We took our annual trip to the small community of Hunacarani, where most of the weavers who makes our products live. Huancarani is a rural community of men and women who live off of subsistence farming. Their day to day lives consist of pasturing their sheep, tending to their land, and weaving. Most of the women are over 50 and speak Quechua, so the class is taught through a Spanish interpreter who is also from the community.
We arrived mid-morning and slowly the women began to trickle in from their morning of pasturing sheep. As more arrived they spread out the food circle. Eating is communal and everyone brings food bundled in a weaving or cloth. Campo food is corn, potatoes, egg, noodles, and cheese mixed with spicy peppers (this was new this year and SO delicious). The food is simple and everyone sits in a circle, eating with their hands.
The meals went on for quite some time since, every time someone arrived, more food was laid out and it is polite to eat from everyone’s bundle. Finally, after more than an hour of sharing the meal, we were ready to start with the class!
Dona Maxima, the interpreter and trainer, and I divided the group into two: those who speak even minimal Spanish and those who speak only Quechua. The project was a simple ring that only required 3 steps yet enough beads to give them the opportunity to do the best part: combining colors.
The class was a real joy this year. Not only was it huge, with nearly 15 participants, it was lively! The women chatted and giggled as they made their projects. Rarely do they have the opportunity to just talk to one and another without the distraction of work and land. The jewelry class is a woman’s circle- where there is time carved out just for them.

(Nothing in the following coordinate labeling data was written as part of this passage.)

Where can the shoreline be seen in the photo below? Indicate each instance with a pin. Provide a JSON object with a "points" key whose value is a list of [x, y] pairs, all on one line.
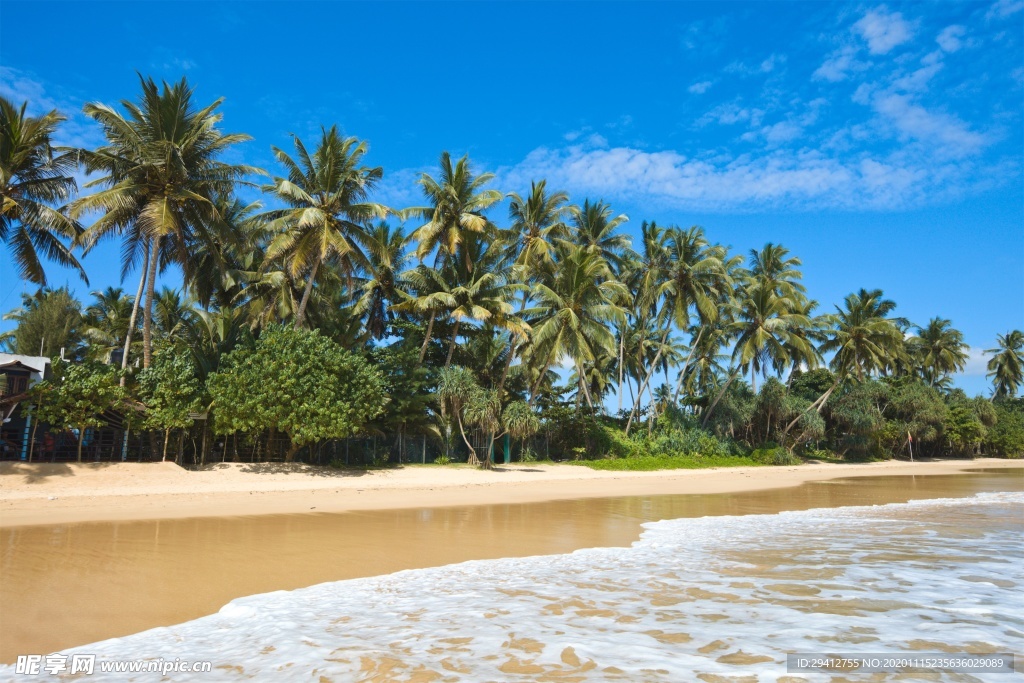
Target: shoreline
{"points": [[62, 494]]}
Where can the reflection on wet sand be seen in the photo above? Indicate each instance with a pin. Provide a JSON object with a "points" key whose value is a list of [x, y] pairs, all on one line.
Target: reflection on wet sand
{"points": [[69, 585]]}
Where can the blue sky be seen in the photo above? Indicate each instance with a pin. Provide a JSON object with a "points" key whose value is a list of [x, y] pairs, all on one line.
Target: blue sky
{"points": [[882, 143]]}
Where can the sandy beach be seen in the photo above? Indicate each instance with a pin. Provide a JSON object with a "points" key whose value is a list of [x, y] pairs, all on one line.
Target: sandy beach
{"points": [[51, 494]]}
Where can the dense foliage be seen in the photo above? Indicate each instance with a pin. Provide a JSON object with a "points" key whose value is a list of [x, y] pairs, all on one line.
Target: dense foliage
{"points": [[320, 313]]}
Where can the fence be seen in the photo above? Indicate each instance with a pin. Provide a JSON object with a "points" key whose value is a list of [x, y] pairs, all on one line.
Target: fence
{"points": [[199, 445]]}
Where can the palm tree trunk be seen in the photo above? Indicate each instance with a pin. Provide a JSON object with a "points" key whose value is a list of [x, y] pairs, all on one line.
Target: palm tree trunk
{"points": [[426, 339], [816, 406], [622, 351], [472, 460], [134, 313], [540, 379], [583, 385], [301, 314], [151, 287], [650, 372], [721, 393], [686, 365], [455, 335]]}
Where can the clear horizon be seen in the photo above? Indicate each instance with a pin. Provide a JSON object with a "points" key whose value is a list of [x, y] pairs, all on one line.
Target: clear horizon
{"points": [[882, 143]]}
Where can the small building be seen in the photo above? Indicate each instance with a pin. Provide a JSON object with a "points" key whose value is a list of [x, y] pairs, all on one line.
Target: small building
{"points": [[17, 374]]}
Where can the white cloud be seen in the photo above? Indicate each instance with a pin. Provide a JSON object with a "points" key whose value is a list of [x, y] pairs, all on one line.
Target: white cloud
{"points": [[948, 135], [977, 363], [783, 178], [1004, 8], [839, 65], [950, 38], [731, 113], [883, 30]]}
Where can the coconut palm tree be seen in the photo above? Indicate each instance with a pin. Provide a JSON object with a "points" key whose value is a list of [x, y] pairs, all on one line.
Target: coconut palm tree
{"points": [[382, 285], [764, 328], [35, 178], [1006, 368], [772, 270], [457, 202], [939, 350], [105, 322], [864, 340], [327, 209], [695, 281], [594, 227], [160, 174], [574, 305], [537, 221]]}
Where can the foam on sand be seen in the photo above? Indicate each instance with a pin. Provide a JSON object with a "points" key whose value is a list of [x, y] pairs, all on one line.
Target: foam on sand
{"points": [[710, 597]]}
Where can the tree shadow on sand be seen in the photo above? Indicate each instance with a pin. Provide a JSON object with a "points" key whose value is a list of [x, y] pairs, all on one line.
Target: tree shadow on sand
{"points": [[284, 468]]}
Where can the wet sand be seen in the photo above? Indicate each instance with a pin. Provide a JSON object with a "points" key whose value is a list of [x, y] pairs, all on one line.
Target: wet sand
{"points": [[67, 585], [45, 494]]}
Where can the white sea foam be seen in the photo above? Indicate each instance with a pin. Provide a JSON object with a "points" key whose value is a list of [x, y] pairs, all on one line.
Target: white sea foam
{"points": [[716, 596]]}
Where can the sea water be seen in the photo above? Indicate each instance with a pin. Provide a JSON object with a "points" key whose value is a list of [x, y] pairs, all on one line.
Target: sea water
{"points": [[712, 599]]}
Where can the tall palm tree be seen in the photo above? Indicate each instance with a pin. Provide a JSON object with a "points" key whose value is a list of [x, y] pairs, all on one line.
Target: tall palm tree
{"points": [[594, 227], [772, 270], [107, 319], [694, 281], [160, 174], [1006, 368], [939, 350], [382, 286], [326, 196], [34, 177], [763, 328], [573, 307], [537, 221], [458, 201], [864, 340]]}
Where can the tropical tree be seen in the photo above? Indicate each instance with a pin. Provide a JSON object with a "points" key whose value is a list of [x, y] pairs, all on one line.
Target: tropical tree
{"points": [[537, 221], [35, 180], [47, 323], [382, 286], [1006, 368], [938, 350], [573, 307], [326, 195], [594, 227], [297, 382], [160, 172], [457, 204]]}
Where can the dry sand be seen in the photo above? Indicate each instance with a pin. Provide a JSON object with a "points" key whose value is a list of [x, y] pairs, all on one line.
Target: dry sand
{"points": [[51, 494]]}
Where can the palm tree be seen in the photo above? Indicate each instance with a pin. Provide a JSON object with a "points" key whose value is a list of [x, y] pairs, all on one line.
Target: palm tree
{"points": [[939, 350], [573, 306], [1006, 368], [457, 205], [864, 340], [386, 259], [34, 176], [694, 281], [772, 270], [595, 228], [161, 174], [763, 330], [326, 195], [107, 319], [537, 222]]}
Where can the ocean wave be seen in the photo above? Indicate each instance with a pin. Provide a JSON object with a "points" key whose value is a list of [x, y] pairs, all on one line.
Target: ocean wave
{"points": [[691, 599]]}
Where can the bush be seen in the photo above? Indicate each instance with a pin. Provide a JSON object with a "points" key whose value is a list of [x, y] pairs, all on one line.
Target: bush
{"points": [[775, 456]]}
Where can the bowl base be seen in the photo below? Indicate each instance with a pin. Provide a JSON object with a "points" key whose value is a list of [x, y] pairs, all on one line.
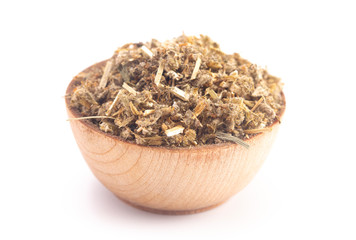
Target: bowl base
{"points": [[171, 212]]}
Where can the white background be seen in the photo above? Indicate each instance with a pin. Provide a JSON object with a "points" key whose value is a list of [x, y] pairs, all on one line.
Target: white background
{"points": [[307, 186]]}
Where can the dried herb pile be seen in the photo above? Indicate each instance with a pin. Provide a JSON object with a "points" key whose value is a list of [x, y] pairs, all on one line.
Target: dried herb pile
{"points": [[182, 92]]}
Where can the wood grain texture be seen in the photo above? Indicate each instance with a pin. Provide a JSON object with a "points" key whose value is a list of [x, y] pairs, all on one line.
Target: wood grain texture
{"points": [[169, 180]]}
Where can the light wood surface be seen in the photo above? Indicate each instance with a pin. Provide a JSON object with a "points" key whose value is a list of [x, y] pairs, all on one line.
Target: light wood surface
{"points": [[167, 180]]}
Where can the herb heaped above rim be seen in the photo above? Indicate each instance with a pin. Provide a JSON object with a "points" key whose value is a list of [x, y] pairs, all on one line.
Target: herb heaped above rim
{"points": [[179, 93]]}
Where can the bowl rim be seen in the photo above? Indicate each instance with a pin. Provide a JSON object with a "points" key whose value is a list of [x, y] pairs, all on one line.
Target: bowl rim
{"points": [[93, 127]]}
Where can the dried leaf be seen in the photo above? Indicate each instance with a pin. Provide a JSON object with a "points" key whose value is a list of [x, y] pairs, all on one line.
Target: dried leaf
{"points": [[174, 131], [228, 137]]}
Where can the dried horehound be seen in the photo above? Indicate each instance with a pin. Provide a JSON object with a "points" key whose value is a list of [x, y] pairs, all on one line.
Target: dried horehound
{"points": [[179, 93]]}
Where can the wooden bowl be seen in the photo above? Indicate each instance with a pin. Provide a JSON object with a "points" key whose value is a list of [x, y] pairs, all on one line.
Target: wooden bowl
{"points": [[169, 180]]}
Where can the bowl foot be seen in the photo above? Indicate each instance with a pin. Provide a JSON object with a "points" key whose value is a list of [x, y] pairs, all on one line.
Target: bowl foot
{"points": [[172, 212]]}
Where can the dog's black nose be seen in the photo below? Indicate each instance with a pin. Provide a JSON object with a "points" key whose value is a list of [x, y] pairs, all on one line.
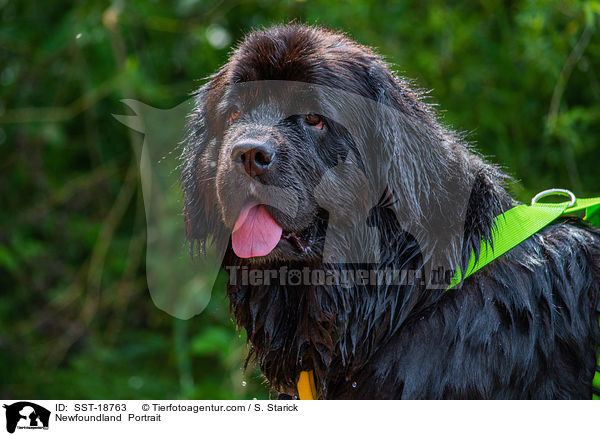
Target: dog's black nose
{"points": [[253, 158]]}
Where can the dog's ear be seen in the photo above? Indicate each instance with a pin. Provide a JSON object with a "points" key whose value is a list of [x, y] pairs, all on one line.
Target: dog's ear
{"points": [[198, 173], [424, 165]]}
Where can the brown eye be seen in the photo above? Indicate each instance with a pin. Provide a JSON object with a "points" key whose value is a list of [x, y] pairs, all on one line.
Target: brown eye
{"points": [[234, 114], [314, 120]]}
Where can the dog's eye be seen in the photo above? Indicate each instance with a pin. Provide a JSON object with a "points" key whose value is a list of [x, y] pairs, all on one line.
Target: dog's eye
{"points": [[314, 120], [234, 114]]}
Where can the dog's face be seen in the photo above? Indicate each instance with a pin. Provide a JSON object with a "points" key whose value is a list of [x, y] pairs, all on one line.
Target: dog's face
{"points": [[291, 104], [274, 150]]}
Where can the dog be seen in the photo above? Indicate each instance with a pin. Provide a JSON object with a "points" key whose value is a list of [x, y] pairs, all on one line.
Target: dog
{"points": [[306, 153]]}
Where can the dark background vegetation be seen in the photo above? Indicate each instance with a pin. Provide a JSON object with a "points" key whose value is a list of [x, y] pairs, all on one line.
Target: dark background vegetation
{"points": [[521, 78]]}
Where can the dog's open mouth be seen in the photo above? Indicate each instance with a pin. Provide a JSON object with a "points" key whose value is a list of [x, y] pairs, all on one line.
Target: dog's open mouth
{"points": [[256, 233]]}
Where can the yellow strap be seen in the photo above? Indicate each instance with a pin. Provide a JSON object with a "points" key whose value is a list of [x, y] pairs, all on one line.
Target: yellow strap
{"points": [[306, 386]]}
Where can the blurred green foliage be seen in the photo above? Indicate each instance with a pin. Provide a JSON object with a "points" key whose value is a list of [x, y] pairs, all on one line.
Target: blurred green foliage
{"points": [[76, 319]]}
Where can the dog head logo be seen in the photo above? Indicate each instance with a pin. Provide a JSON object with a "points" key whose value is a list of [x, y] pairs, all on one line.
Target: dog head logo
{"points": [[26, 415]]}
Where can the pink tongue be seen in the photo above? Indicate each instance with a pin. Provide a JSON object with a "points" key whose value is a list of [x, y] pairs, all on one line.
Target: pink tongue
{"points": [[255, 233]]}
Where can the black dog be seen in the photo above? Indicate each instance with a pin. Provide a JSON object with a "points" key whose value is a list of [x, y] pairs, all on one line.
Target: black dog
{"points": [[318, 159]]}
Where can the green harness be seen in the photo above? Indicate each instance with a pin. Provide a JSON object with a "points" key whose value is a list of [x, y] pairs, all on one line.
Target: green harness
{"points": [[522, 221], [509, 230]]}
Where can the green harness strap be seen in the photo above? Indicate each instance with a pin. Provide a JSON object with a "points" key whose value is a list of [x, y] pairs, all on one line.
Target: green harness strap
{"points": [[522, 221]]}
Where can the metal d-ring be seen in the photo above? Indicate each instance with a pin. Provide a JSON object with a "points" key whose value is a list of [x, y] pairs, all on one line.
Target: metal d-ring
{"points": [[555, 191]]}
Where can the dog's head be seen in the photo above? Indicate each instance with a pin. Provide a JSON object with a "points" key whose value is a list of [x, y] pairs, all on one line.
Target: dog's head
{"points": [[302, 123]]}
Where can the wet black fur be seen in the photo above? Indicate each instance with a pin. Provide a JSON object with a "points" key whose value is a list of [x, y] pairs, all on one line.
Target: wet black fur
{"points": [[523, 327]]}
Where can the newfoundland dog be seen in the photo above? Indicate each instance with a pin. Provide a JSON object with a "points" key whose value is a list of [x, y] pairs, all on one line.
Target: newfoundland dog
{"points": [[342, 207]]}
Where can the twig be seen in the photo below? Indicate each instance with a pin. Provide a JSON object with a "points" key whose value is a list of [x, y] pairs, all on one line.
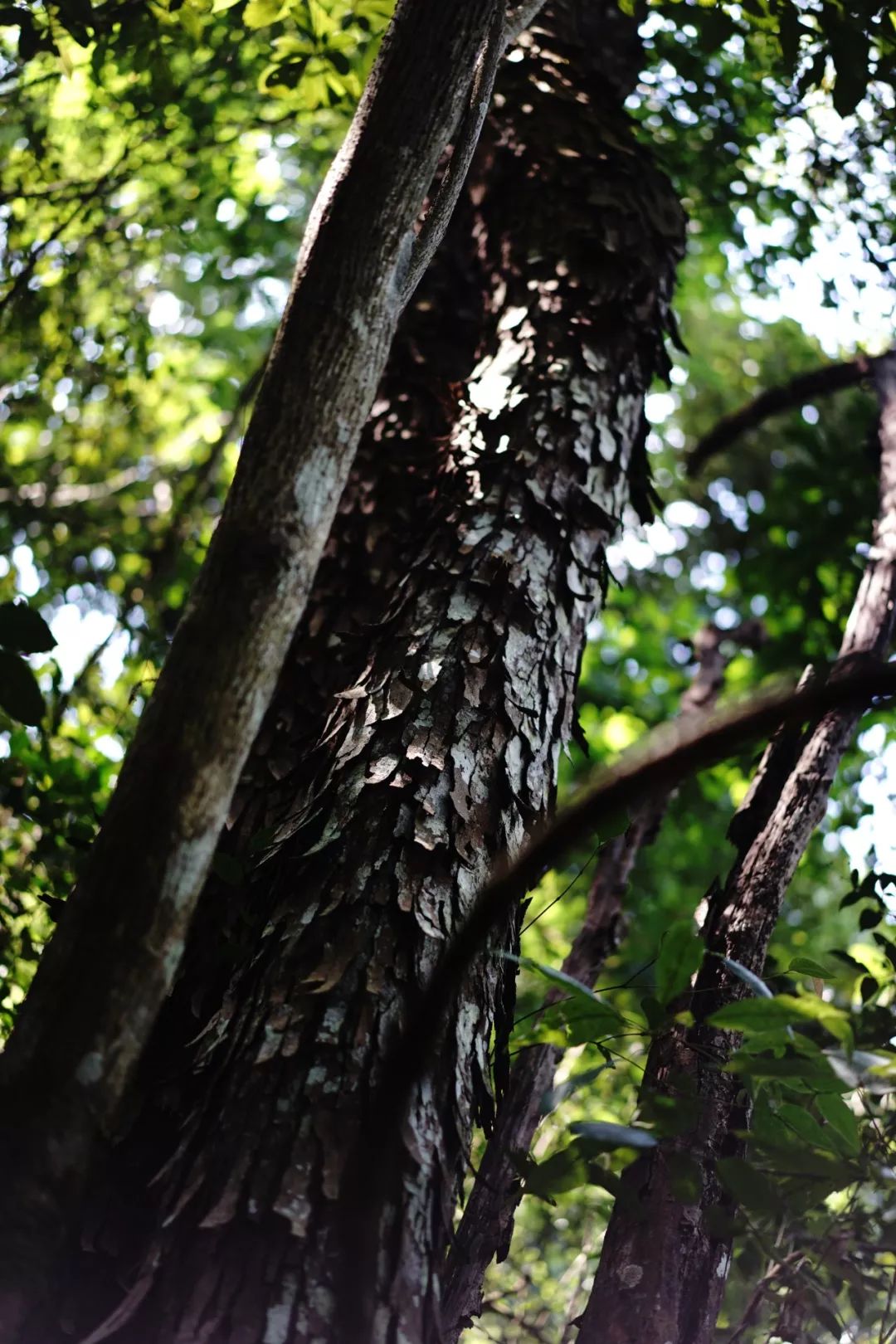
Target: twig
{"points": [[805, 387]]}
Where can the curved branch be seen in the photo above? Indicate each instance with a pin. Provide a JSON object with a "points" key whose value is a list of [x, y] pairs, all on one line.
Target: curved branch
{"points": [[805, 387], [668, 756]]}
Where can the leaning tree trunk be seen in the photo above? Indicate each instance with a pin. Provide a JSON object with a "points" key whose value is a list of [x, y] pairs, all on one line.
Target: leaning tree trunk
{"points": [[437, 753], [664, 1262]]}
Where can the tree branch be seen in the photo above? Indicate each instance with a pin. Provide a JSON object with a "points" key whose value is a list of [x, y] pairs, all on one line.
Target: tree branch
{"points": [[486, 1226], [660, 762], [80, 1038], [805, 387], [680, 1287]]}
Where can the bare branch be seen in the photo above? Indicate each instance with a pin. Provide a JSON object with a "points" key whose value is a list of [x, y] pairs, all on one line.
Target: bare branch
{"points": [[805, 387]]}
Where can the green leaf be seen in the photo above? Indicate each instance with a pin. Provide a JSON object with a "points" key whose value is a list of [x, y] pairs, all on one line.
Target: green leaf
{"points": [[798, 1122], [680, 956], [568, 983], [806, 967], [817, 1074], [605, 1135], [261, 14], [782, 1011], [23, 631], [557, 1174], [19, 691], [841, 1118], [748, 977]]}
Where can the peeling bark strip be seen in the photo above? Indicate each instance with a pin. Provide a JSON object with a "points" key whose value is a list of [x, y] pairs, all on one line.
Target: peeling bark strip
{"points": [[438, 754], [63, 1079], [663, 1270], [486, 1226]]}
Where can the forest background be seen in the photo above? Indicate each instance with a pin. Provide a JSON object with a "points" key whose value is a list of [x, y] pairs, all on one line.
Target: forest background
{"points": [[158, 166]]}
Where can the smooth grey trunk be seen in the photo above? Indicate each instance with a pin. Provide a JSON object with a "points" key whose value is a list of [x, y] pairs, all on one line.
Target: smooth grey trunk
{"points": [[663, 1269], [110, 965]]}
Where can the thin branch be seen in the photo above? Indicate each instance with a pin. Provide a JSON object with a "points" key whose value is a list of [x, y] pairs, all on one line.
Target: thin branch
{"points": [[805, 387], [519, 19], [468, 138], [668, 756]]}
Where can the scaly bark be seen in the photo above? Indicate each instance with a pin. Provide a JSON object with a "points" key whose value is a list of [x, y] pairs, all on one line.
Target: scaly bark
{"points": [[438, 754], [63, 1077], [486, 1226], [664, 1265]]}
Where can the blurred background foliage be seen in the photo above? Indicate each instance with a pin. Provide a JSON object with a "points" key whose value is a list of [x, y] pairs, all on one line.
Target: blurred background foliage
{"points": [[158, 162]]}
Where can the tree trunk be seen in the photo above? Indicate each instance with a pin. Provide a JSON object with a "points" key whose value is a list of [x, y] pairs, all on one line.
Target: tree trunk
{"points": [[63, 1079], [438, 750], [664, 1264], [485, 1230]]}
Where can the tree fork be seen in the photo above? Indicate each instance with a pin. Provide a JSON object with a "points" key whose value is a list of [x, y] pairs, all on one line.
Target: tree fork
{"points": [[663, 1273], [438, 754], [485, 1229]]}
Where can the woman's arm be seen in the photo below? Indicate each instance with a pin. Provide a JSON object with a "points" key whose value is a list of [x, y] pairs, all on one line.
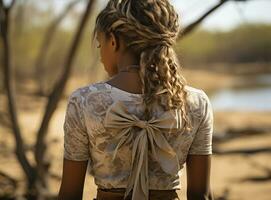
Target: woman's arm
{"points": [[73, 179], [198, 177]]}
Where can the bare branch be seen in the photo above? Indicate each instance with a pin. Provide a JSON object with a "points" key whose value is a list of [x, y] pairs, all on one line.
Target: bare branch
{"points": [[47, 41], [198, 21], [20, 147], [193, 25], [57, 91]]}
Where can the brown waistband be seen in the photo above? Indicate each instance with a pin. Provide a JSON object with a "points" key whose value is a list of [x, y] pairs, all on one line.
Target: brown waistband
{"points": [[118, 194]]}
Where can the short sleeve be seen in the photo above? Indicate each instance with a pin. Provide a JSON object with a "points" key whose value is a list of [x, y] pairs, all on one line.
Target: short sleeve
{"points": [[76, 142], [202, 143]]}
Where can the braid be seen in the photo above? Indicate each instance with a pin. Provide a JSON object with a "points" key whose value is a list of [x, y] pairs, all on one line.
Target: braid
{"points": [[150, 29]]}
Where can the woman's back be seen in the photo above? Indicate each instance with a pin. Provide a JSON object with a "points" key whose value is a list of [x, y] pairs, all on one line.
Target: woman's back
{"points": [[87, 137]]}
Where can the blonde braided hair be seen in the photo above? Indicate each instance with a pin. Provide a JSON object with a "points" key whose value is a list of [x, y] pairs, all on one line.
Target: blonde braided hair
{"points": [[150, 28]]}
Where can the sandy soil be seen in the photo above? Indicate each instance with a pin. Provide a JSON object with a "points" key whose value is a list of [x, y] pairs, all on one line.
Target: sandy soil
{"points": [[233, 176]]}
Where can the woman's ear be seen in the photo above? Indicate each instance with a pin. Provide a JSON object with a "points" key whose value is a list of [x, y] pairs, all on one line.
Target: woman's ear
{"points": [[114, 41]]}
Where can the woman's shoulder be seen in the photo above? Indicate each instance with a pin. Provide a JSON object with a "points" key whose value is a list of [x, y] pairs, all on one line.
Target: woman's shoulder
{"points": [[197, 98]]}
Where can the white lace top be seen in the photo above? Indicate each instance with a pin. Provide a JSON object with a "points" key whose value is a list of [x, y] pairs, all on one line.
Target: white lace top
{"points": [[86, 137]]}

The finished rings were very fanciful and the women laughed as they gazed at their weathered hands, brightened up with color and beads. The running joke was that the rings were like brass knuckles and the women joked about going home to punch their husbands.
Domestic violence, with men drinking and hitting their wives, is extremely common here (so common it is considered normal) and the joke pointed to a sense of empowerment and agency that the women felt after creating something new.
After the class (which was hard to finish because no one wanted to stop making jewelry!) the women held their annual association meeting to discuss upcoming events. Then there was more eating (food laid out by the late comers) and finally a fury of rare hugs and kisses to say goodbye (culturally, hugging and kissing isn’t normal).
Such a beautiful day in the campo with a group of women who make my heart sing!